• Nenhum resultado encontrado

S ERVIÇO S OCIAL

A NEUTRALIDADE TÉCNICA EM DEBATE

175 Ao percorrer os processos de emergência, institucionalização e de profissionalização do Serviço Social, dá-se conta da diversidade de formas que podem tomar as teses sobre o Estado e as suas políticas sociais e pretende-se evitar a conotação de neutralidade que, por vezes, lhe é atribuída.

Actualmente com uma crise estrutural do Capitalismo e sobretudo com a crise da sua relação com os Estados, aumenta a complexidade e a diversidade de análises e a necessidade de um contínuo aprofundamento, quer sobre o papel dos Estados providência, quer sobre a própria natureza do Estado, quer sobre os posicionamentos dos técnicos que nele (e/ou em nome dele) intervêm - algures entre a influência weberiana de uma autonomia técnica e as influências de paradigmas científicos que concebem o técnico como estando fora ou dentro, dos sistemas em que intervém.

Sobre a concepção de Estado, opõem-se várias perspectivas, nomeadamente as pluralistas e marxistas, divergindo fundamentalmente nas suas concepções sobre a relação do Estado com a Sociedade.
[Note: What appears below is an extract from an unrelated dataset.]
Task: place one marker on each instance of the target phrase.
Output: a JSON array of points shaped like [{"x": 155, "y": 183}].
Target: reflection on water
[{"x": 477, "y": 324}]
As teorias pluralistas, resultantes da emergência e desenvolvimento da teoria política pluralista, no âmbito da teoria liberal, apresentam o pluralismo como a reinterpretação do «bem comum», assumindo o Estado uma posição de árbitro neutro e tendem a supor que o Estado é bastante autónomo em relação à sociedade - o que tem justificado uma posição de aparente neutralidade perante os diferentes grupos de interesse, na tentativa de colocar o Estado e os seus agentes fora dos conflitos sociais. As teorias marxistas, ao invés, definem o Estado pelo seu compromisso com a classe dominante, atribuindo-lhe um papel de mediador de conflitos no interior dessa mesma classe.

Quer numa, quer noutra perspectiva são grandes as influências para os assistentes sociais que se tendem a posicionar entre estes dois extremos, como estando fora dos conflitos sociais e/ou como tendo neles um papel mediador, o que de certa maneira implica uma equidistância neutral.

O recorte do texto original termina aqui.